À Saha, Cho a une fois de plus attiré l’attention sur un mal sociétal tranquillement accepté : ici, la sous-classe exploitée qui maintient l’économie en marche. Saha est une vision dystopique d’un pays autoritaire et hypercapitaliste strictement divisé selon des lignes de classe. L’éponyme Saha Estates est un lotissement clôturé et abandonné peuplé de travailleurs au coup par coup sans aucun droit légal. Il est coincé dans la ville, « une cité-état étrange qui n’était pas tout à fait une entreprise ou un pays ». La ville est dirigée par le ténébreux Conseil des ministres non élu, qui a consolidé sa position pendant une période de loi martiale brutale et qui contrôle la population au moyen d’un système de citoyenneté hiérarchique : vous êtes désigné L si vous êtes un citoyen, L2 si vous avez un visa temporaire ou Saha si vous n’en avez aucune chance.

Sahas Jin-kyung et son frère Do-kyung ne sont rien, pas « quelqu’un ou quoi que ce soit qui mérite une catégorie ». Le récit les suit, ainsi que d’autres habitants de Saha, alors qu’ils luttent pour survivre et, plus tard, pour découvrir un sinistre plan gouvernemental. Cho décrit de manière engageante un monde d’autorités désagréables et d’individus opprimés, où le nettoyage d’un supermarché purulent est un bon travail (« L’un des nettoyeurs a vomi au moment où ils sont entrés »), et un mariage avantageux avec un homme âgé ne peut être refusé (« Pensez juste à l’argent »). Les Saha vivent dans une crise économique et sociale : « L’hôpital a dit qu’elle pourrait retrouver son emploi dès qu’elle retrouverait un endroit plus propre et plus sûr où vivre. Mais on ne pouvait pas trouver un endroit propre et sûr sans travail ni argent.

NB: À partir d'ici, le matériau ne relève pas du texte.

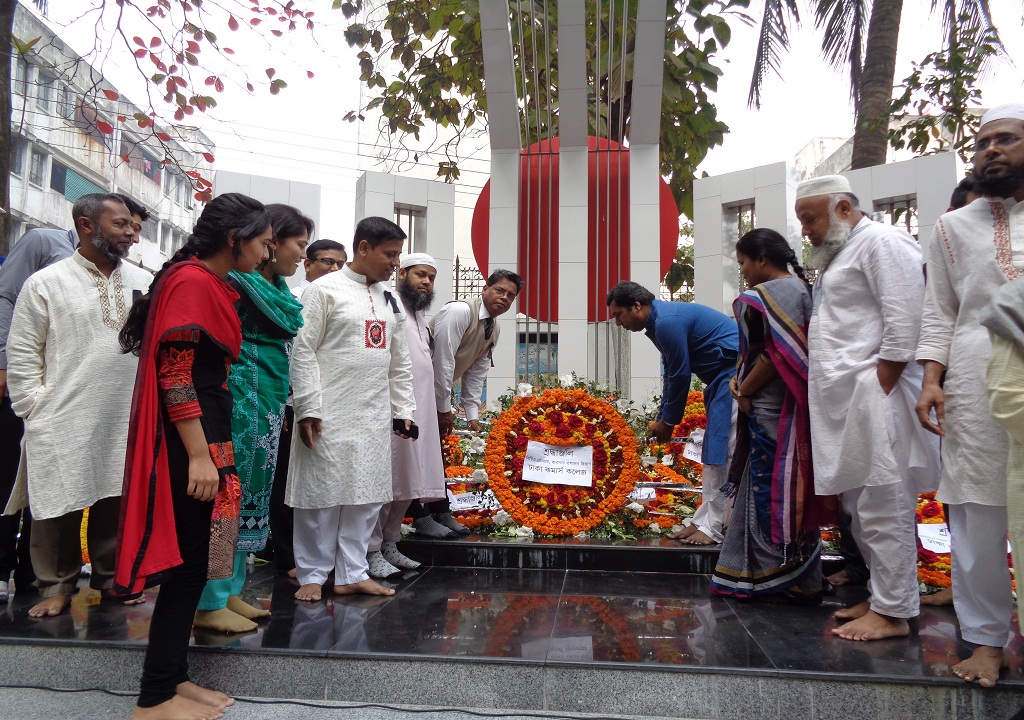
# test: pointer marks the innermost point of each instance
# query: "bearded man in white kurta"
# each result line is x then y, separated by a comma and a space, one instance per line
72, 384
866, 445
975, 250
351, 378
418, 471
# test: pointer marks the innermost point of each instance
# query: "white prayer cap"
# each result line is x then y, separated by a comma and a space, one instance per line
826, 184
1011, 111
418, 259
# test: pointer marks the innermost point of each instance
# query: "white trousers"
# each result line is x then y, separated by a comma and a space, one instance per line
883, 525
981, 577
716, 506
388, 527
335, 538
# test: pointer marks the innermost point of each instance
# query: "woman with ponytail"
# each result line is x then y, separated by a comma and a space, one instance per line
270, 318
773, 544
179, 511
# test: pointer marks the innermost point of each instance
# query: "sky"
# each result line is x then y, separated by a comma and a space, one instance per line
300, 134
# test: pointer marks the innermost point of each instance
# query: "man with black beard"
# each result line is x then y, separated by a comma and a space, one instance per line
69, 381
417, 469
973, 253
866, 445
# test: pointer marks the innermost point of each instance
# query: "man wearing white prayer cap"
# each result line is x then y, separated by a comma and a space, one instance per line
862, 386
417, 468
974, 251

Cho est efficace pour utiliser la dystopie pour mettre en évidence les horreurs de notre propre monde. Les catastrophes et les injustices ne sont que trop familières : travailleurs migrants persécutés, pandémies mondiales, manifestations écrasées. Mais elle est moins douée pour la caractérisation, s’appuyant fortement sur des déformations physiques pour rendre un personnage intéressant. Les choses ne sont pas aidées par la prose, ou du moins la traduction, qui est à la fois peu abondante et exagérée. « ‘Gone berserk’ n’a pas commencé à décrire la réaction de Ia » ; « Eunjin a été submergé par un chagrin que les mots ne pouvaient pas décrire. » Notre attention est attirée sur un canapé remarquable : « Un canapé littéralement vieux. » Il y a un certain nombre de fils abandonnés, de conclusions soudaines et de personnages oubliés. À un moment donné, il est sous-entendu que de la drogue et des armes à feu illégales font l’objet d’un trafic à Saha Estates. Logiquement, cela aurait du sens, mais comme le lecteur s’est vu jusqu’à présent proposer une utopie de bon voisinage et de compassion, cela surprend et n’est plus jamais mentionné.

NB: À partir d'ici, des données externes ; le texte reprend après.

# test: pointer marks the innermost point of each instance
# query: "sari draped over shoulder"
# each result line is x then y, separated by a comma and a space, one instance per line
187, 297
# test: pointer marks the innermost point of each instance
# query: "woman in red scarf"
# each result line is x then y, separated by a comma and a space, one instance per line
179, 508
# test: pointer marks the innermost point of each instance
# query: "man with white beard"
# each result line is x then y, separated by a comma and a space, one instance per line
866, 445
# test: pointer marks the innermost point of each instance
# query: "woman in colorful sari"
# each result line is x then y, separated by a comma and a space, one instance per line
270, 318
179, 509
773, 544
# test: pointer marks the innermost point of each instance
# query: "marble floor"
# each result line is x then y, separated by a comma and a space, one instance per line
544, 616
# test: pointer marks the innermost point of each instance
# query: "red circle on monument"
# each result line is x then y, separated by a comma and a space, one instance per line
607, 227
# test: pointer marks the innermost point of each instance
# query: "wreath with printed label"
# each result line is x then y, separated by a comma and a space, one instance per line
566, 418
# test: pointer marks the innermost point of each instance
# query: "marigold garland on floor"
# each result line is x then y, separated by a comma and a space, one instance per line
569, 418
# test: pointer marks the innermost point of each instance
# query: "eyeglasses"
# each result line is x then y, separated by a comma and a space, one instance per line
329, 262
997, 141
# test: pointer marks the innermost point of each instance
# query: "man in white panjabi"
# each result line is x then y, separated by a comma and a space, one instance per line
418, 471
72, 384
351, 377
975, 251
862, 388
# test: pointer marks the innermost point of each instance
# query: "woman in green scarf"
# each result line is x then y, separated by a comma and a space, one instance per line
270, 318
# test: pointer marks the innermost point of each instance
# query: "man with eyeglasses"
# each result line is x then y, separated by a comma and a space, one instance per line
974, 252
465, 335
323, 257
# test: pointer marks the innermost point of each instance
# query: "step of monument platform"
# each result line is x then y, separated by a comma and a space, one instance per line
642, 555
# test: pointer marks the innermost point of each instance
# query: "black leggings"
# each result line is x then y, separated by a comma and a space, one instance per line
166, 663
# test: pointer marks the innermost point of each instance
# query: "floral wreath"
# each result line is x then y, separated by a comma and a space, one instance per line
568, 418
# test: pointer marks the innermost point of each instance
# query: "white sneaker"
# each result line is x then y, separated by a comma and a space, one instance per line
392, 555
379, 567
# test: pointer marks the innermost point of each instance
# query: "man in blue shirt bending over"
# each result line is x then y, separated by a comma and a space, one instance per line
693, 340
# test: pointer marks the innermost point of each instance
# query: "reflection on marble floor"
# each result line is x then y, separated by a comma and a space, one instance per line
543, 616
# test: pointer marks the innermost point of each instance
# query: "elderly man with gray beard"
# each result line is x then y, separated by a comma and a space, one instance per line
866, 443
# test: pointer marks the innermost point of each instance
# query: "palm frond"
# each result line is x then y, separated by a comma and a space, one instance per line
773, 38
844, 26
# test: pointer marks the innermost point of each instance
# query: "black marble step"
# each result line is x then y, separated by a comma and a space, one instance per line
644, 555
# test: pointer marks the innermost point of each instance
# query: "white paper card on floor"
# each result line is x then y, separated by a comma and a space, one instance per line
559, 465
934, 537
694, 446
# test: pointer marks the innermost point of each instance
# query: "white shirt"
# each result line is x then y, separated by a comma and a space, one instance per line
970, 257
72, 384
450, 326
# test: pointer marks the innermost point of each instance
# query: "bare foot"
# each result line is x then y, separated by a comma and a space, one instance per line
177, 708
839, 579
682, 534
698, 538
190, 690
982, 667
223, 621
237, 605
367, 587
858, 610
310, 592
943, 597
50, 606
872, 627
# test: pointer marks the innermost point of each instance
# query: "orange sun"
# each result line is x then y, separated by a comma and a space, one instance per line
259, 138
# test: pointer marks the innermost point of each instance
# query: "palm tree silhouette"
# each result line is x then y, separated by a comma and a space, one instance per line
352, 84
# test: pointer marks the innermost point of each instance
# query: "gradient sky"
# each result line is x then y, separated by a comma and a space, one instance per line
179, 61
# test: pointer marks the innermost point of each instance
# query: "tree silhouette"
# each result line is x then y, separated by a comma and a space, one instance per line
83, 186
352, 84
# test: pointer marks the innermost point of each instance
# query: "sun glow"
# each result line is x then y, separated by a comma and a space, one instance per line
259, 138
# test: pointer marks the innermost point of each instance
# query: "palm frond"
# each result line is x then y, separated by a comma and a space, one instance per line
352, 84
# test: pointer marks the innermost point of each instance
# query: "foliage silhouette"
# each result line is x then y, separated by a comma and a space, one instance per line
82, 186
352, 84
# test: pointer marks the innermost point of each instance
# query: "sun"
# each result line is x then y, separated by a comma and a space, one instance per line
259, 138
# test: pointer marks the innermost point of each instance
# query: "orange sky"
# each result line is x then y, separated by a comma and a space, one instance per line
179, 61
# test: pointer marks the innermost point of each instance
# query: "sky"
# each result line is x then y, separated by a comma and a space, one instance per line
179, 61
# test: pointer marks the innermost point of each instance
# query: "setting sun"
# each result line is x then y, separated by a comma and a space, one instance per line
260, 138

Le dernier tiers du roman s’accentue alors que l’intrigue, annoncée dès le début avec des disparitions inexpliquées et des chuchotements au sujet d’enfants disparus, se met enfin en branle. Nous sommes conduits dans des centres de recherche médicale hors limites et des bâtiments gouvernementaux cachés à la recherche de réponses ; utilement, toutes les personnes rencontrées livrent immédiatement leurs secrets bien gardés. Le mystérieux grand chef, comme le veut la tradition, renvoie ses gardes pour qu’il puisse donner une longue explication à Jin-kyung.

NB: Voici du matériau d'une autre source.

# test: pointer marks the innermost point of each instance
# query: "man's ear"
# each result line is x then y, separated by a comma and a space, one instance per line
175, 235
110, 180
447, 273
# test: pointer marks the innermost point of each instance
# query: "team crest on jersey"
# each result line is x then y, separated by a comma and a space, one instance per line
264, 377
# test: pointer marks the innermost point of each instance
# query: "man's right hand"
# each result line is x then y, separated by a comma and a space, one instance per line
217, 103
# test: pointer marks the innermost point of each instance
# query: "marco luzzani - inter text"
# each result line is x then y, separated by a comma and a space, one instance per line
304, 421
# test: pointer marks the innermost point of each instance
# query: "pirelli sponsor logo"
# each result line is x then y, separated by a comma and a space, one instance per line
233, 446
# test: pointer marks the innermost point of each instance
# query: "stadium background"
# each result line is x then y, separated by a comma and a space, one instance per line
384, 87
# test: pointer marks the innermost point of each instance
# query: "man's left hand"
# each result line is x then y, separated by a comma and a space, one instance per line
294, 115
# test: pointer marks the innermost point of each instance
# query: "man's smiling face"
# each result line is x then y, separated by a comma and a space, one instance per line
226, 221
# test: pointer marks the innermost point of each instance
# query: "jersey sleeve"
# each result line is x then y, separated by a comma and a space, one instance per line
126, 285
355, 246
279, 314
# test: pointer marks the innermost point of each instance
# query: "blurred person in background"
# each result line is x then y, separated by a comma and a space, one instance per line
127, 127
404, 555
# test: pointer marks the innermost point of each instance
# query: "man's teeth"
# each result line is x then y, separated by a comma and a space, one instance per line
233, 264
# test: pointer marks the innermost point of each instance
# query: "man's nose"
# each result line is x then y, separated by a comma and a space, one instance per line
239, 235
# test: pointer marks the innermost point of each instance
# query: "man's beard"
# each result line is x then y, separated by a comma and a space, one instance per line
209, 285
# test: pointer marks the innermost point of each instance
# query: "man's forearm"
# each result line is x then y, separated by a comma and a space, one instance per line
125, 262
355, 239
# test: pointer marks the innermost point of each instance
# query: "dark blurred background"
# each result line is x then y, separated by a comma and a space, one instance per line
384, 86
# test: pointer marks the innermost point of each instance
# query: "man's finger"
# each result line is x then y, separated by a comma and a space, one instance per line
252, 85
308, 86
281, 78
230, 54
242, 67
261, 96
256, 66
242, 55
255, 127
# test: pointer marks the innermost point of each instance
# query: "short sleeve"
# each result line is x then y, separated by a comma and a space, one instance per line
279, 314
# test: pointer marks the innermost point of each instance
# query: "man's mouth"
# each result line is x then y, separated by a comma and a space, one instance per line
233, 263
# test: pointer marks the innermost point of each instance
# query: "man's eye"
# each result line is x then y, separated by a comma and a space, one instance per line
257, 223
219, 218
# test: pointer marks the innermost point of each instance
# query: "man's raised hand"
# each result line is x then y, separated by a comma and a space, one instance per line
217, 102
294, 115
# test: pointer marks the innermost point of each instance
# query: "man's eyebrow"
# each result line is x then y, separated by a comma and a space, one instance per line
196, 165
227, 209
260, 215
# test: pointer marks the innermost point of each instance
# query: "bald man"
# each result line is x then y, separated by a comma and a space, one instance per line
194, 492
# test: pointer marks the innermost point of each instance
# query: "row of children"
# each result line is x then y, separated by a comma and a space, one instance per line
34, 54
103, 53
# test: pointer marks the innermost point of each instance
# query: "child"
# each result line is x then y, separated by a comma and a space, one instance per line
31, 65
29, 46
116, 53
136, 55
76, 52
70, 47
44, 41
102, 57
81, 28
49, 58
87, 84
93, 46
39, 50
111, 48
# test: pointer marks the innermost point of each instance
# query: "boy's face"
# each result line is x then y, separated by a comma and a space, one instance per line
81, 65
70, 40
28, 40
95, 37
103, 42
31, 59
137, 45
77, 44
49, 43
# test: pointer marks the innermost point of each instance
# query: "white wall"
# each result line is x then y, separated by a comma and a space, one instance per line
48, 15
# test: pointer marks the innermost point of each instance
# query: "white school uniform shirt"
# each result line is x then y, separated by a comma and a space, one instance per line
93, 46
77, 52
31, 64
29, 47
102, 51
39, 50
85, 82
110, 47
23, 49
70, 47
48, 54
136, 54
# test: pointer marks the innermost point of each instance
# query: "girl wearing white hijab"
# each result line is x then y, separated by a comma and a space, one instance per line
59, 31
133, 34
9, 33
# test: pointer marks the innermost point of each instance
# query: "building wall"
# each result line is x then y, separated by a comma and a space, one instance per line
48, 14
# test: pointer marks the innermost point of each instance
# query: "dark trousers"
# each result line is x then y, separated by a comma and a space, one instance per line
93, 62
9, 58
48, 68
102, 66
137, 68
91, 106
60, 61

Malheureusement, ces réponses ne sont pas une grande révélation ; le livre n’est pas Soylent Green. Ce qui nous reste, ce sont des séquences d’action en chiffres (« Il a perdu la main sur le pistolet, qui a glissé sur le sol ») orchestrées par des jeunes de 20 ans rapidement militarisés (« Ceci est le canon, ou le museau. C’est là que les balles sortent »). La vie quotidienne plus intrigante des Sahas a été laissée pour compte.

Saha n’a pas la concentration et l’élan culturel de Kim Jiyoung, né en 1982. Il est souvent énergique et compatissant, mais l’énergie est aléatoire et la compassion trop générale : aucun des Sahas n’est amené à la vie, et tous sont finalement oubliés dans une course folle pour une grande finale. Le roman est bien intentionné, mais il est peu probable qu’il enflamme l’imagination politique de qui que ce soit.

Saha de Cho Nam-Joo, traduit par Jamie Chang, est publié par Scribner (14,99 £). Pour soutenir le Guardian and Observer, commandez votre exemplaire sur guardianbookshop.com. Des frais de livraison peuvent s’appliquer.